BMW’s next-generation electric car, the iX, will go on sale in SA at the end of the month, foreshadowing many changes in the local electric vehicle (EV) market and the possibility of more models arriving.

The FM was invited to drive the new iX xDrive50 in Germany. The electric crossover vehicle has an output of 385kW, 765Nm of torque and a claimed range of 630km once its (net) 105.2kWh battery is fully charged. But real-world use would be closer to 500km.

It supports direct-current fast charging up to 200kW, which takes the battery to 80% in 35 minutes on a supported charger starting at 10%. A 10-minute charge yields a 150km range. Top speed is electronically capped at 200km/h and 0-100km/h takes 4.6 seconds.

The new technology prepares it for autonomous driving, 5G connectivity and the iDrive 8 operating system.

The large new kidney grille has a “smart surface” with a polyurethane coating that BMW says is self-healing: it can repair itself from minor scratches. This happens either within 24 hours at room temperature or through a five-minute supply of warm air.

In a test drive, switching on the iX was expectedly silent but required the key to be physically next to the wheel, which didn’t feel keyless.

It is the first car to support Digital Key Plus, available on the iPhone 11 upwards. The short range makes it secure, thus impossible to intercept through signal jamming. The digital key is stored on the Wallet app and can be shared on supported iPhones, with the option to restrict acceleration limits, top speed, traction control and volume.

BMW iX. Picture: Supplied

The iX has three preset driving modes: personal, with individual options; sport (dynamic, with added engine sounds); and efficient, for lowest possible energy consumption.

There are two braking options: D, for adaptive regenerative braking, where the vehicle’s kinetic energy is recovered as electric energy; and B, for one-pedal driving, in which you can leave the braking up to the car — but of course your instinct is to press on the brake pedal anyway.

The iX uses artificial intelligence to determine surroundings and react accordingly. This is made possible with a front 8MP camera, ultrasonic sensors in the front and back, short-and full-range radars, and surround-view cameras. The technology will also be useful for the autonomous driving features yet to be rolled out, such as parking assist and manoeuvre assist.

The catch is the price: the iX xDrive50 will cost R2.175m, alongside the xDrive40 at R1.65m.

Given that power cuts are here to stay, BMW tells the FM that its 260 charging stations are accessible to EV drivers, even during power outages, because they have back-up generators.

Says BMW’s Hailey Philander: “The recommendation for owners and drivers of EVs is to charge the vehicle whenever it is not in use — whether it is stationary for 10 minutes or three hours,” she says. “Much like a cellphone, you can top up your EV when the load on the national grid is at its lowest, that is, overnight.”

BMW plans to electrify every model in its fleet, based on a scalable modular system.

Electrifying: BMW’s iX will go on sale in SA at the end of the month. Picture: Supplied

Philander says the technology will fit into models being produced today and in the future.

BMW has sold about 700,000 EVs globally and is aiming to hit 1-million by the end of 2021.
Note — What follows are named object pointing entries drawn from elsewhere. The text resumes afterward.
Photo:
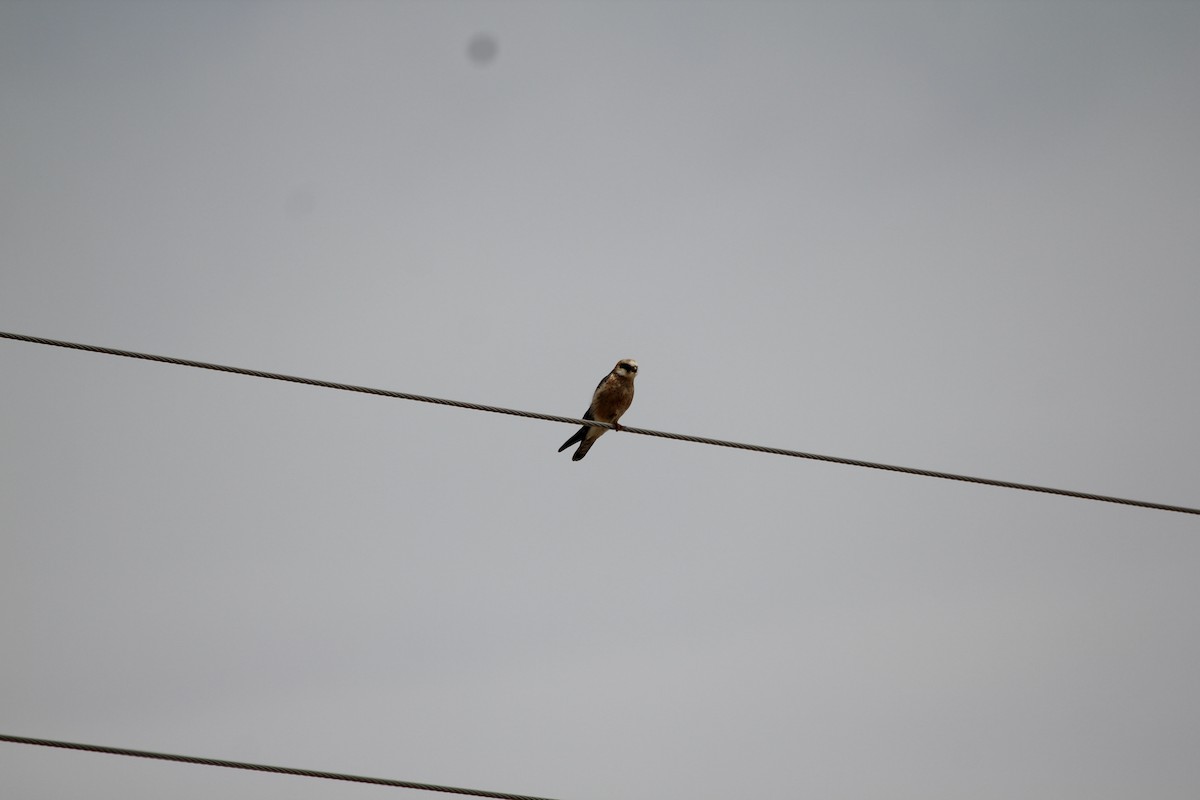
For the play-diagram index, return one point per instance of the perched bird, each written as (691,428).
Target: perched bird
(609,402)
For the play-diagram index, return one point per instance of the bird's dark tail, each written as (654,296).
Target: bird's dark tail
(585,446)
(579,437)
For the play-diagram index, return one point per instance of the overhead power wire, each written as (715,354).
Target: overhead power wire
(569,420)
(265,768)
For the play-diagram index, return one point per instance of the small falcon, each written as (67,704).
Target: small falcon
(609,402)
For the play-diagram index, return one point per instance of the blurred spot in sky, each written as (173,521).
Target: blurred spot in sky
(483,49)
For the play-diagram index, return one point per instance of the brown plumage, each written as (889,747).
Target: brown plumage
(609,402)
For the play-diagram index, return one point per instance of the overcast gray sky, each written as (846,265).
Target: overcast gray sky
(952,235)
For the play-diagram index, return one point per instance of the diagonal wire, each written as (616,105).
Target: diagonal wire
(570,420)
(264,768)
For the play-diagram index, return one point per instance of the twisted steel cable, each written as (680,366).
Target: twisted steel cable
(570,420)
(265,768)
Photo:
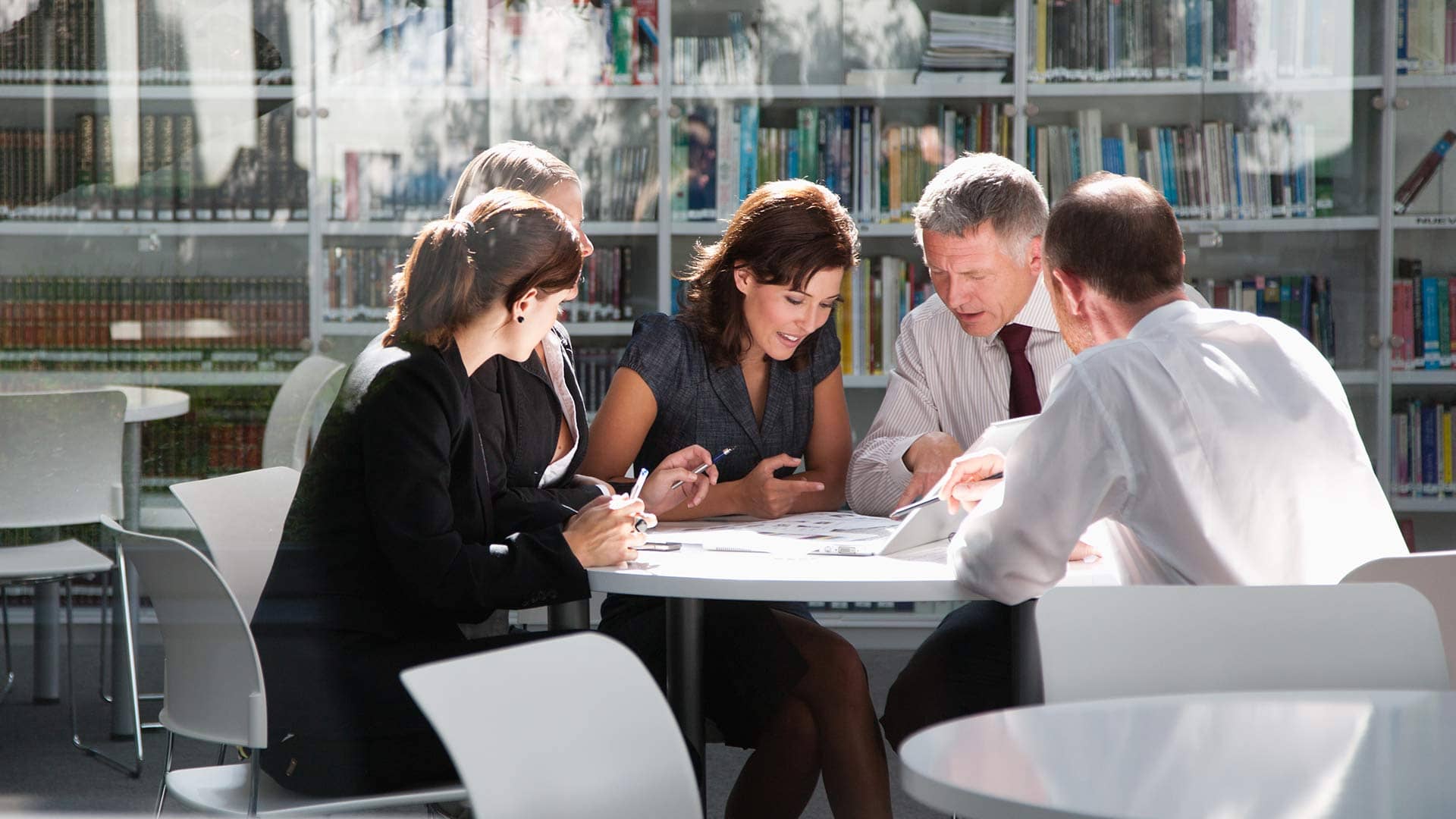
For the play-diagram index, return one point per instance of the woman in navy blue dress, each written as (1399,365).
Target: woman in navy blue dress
(753,363)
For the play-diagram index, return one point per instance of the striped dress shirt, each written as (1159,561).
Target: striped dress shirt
(946,381)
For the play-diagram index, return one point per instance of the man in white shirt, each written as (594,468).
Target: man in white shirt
(1223,442)
(981,350)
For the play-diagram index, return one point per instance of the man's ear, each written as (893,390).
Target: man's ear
(1074,290)
(743,278)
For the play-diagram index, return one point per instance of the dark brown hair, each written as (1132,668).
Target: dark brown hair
(1119,235)
(504,243)
(783,234)
(516,165)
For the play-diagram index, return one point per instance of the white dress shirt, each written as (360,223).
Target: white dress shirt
(557,371)
(948,381)
(1223,442)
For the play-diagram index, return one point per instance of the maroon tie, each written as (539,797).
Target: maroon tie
(1022,381)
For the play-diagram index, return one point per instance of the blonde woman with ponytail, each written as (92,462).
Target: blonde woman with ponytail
(394,535)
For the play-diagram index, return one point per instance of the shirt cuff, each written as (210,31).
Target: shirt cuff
(896,464)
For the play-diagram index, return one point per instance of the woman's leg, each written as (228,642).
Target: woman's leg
(780,777)
(836,691)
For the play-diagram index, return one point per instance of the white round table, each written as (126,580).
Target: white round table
(143,404)
(1357,755)
(693,575)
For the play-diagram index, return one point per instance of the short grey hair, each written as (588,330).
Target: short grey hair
(977,188)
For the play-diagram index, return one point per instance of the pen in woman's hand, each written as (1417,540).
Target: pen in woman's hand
(637,488)
(704,466)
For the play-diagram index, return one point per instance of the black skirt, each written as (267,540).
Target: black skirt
(748,664)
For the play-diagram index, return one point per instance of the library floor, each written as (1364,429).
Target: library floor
(39,771)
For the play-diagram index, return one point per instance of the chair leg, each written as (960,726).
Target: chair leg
(5,627)
(166,768)
(131,673)
(254,773)
(105,639)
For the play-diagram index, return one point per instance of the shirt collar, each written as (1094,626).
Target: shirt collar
(1036,314)
(1163,316)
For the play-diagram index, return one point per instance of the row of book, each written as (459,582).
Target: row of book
(1426,37)
(221,433)
(619,184)
(721,153)
(717,60)
(1164,39)
(66,41)
(388,187)
(1304,302)
(384,187)
(357,286)
(1421,318)
(970,42)
(875,297)
(1216,171)
(181,321)
(1421,449)
(595,371)
(610,42)
(72,174)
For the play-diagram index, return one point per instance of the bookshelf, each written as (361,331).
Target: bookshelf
(381,104)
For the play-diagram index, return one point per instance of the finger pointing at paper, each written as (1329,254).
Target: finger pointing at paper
(970,479)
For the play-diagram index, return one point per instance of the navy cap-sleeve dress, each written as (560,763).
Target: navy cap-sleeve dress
(748,664)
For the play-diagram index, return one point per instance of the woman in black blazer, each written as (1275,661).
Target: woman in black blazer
(530,414)
(394,535)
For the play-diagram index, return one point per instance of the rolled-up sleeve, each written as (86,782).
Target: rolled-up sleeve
(1068,469)
(877,471)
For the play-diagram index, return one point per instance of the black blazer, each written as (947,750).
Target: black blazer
(511,403)
(392,539)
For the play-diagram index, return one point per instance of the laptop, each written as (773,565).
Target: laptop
(930,523)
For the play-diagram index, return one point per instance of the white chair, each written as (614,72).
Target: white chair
(1145,640)
(500,716)
(299,409)
(240,519)
(1429,573)
(60,465)
(215,689)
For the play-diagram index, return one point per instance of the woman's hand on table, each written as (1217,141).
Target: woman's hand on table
(604,532)
(769,497)
(679,466)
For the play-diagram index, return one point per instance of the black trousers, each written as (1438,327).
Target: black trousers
(965,668)
(356,767)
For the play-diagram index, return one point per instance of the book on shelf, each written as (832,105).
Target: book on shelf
(877,168)
(874,299)
(613,42)
(1421,316)
(69,174)
(357,284)
(717,60)
(871,77)
(1164,39)
(66,42)
(1424,37)
(1301,300)
(595,369)
(1215,171)
(1423,172)
(165,322)
(973,44)
(1421,449)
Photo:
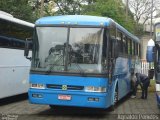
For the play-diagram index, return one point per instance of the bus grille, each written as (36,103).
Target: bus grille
(68,87)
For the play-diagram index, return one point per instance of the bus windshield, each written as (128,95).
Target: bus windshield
(68,49)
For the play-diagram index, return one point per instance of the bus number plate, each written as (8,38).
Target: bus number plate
(64,97)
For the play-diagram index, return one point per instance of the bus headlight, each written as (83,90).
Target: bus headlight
(37,86)
(95,89)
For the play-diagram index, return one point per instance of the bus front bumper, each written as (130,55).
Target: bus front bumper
(69,98)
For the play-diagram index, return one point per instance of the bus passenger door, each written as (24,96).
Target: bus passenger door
(112,58)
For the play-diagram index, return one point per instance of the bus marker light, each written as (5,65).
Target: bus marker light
(37,95)
(93,99)
(64,97)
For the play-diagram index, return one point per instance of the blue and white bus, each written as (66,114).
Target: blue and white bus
(153,55)
(82,61)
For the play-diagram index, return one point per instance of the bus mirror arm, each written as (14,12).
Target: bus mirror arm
(26,50)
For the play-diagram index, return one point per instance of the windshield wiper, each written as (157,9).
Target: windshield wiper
(55,64)
(79,68)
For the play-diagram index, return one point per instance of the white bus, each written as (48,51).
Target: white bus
(14,67)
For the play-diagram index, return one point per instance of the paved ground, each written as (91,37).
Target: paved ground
(126,109)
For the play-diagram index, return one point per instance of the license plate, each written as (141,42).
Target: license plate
(64,97)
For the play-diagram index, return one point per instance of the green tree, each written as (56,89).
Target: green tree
(18,8)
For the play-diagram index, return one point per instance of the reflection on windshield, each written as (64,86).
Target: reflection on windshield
(86,46)
(81,54)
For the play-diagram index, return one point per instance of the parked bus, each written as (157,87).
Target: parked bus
(153,55)
(14,67)
(82,61)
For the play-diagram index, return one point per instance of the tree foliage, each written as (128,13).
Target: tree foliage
(19,9)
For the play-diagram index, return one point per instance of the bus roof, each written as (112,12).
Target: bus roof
(82,20)
(10,18)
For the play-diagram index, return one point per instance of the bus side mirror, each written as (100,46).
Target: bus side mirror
(28,46)
(116,51)
(150,51)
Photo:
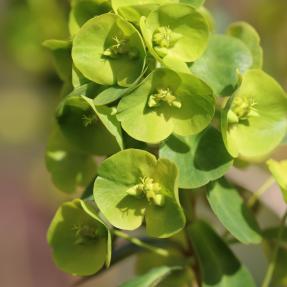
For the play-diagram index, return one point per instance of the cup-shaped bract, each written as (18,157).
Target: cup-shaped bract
(80,241)
(86,126)
(133,185)
(164,103)
(175,31)
(254,120)
(279,172)
(108,50)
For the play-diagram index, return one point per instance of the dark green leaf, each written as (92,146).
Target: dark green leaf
(233,213)
(200,158)
(219,266)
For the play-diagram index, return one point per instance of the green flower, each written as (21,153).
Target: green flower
(133,10)
(248,35)
(164,103)
(254,121)
(133,185)
(108,50)
(279,172)
(80,241)
(175,31)
(92,129)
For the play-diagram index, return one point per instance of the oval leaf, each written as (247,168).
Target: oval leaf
(232,212)
(152,278)
(219,266)
(200,158)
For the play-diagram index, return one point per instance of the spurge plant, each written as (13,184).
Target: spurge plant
(155,109)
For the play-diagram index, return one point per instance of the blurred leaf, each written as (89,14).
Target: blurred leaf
(83,10)
(279,172)
(218,264)
(61,51)
(70,168)
(219,66)
(233,213)
(200,158)
(93,130)
(248,35)
(182,278)
(152,278)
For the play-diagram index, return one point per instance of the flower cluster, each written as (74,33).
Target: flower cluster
(145,84)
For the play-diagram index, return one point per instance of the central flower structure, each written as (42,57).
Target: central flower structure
(163,39)
(80,240)
(242,109)
(163,95)
(133,186)
(149,189)
(120,47)
(85,234)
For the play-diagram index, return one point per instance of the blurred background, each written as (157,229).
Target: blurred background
(29,91)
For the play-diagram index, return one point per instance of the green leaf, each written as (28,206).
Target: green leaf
(70,168)
(114,93)
(248,35)
(112,45)
(132,10)
(120,177)
(279,172)
(93,130)
(233,213)
(279,277)
(146,261)
(219,266)
(61,51)
(152,278)
(83,10)
(187,107)
(200,158)
(219,66)
(256,113)
(79,240)
(186,28)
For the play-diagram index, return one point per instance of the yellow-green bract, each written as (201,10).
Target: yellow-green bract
(164,103)
(79,239)
(133,185)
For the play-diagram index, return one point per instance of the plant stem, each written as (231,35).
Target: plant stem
(271,267)
(262,189)
(140,243)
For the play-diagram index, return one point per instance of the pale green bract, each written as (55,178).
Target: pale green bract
(175,31)
(254,121)
(80,241)
(133,185)
(109,50)
(166,102)
(155,109)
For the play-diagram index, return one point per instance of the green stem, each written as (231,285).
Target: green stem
(262,189)
(139,243)
(271,267)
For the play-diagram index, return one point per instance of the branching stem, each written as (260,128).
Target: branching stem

Winstone Jordaan, MD of Grid Cars, tells the FM there will be many changes within the EV market in SA in the next six to 12 months, with the possibility of 12 new models arriving.

“It is very interesting to see the advancements in technology, with some of these vehicles sporting the new high-speed charge rates — north of 150kW with voltages over 500V,” he says.

“We will see more public transport and logistics companies implementing EV pilots.”

He expects EVs to become a more common sight on SA roads from next year.

Among EVs arriving here in 2022 are the Volkswagen ID.4, the Volvo XC40 Recharge, four models from Mercedes-Benz (EQA, EQB, EQC and EQS) and six versions of the Audi e-tron.

Mercedes delayed the 2020 launch of the EQC because of Covid and suggests pricing of its EQ (electric intelligence) range won’t be far off its equivalent internal combustion engine models.

Sascha Sauer, MD for Audi SA, speaks of “the opportunity to re-shape the way South Africans view EVs”. The six e-tron models will be supported by chargers between 50kW and 75kW at 10 Audi dealerships, with the ability to charge several cars at the same time.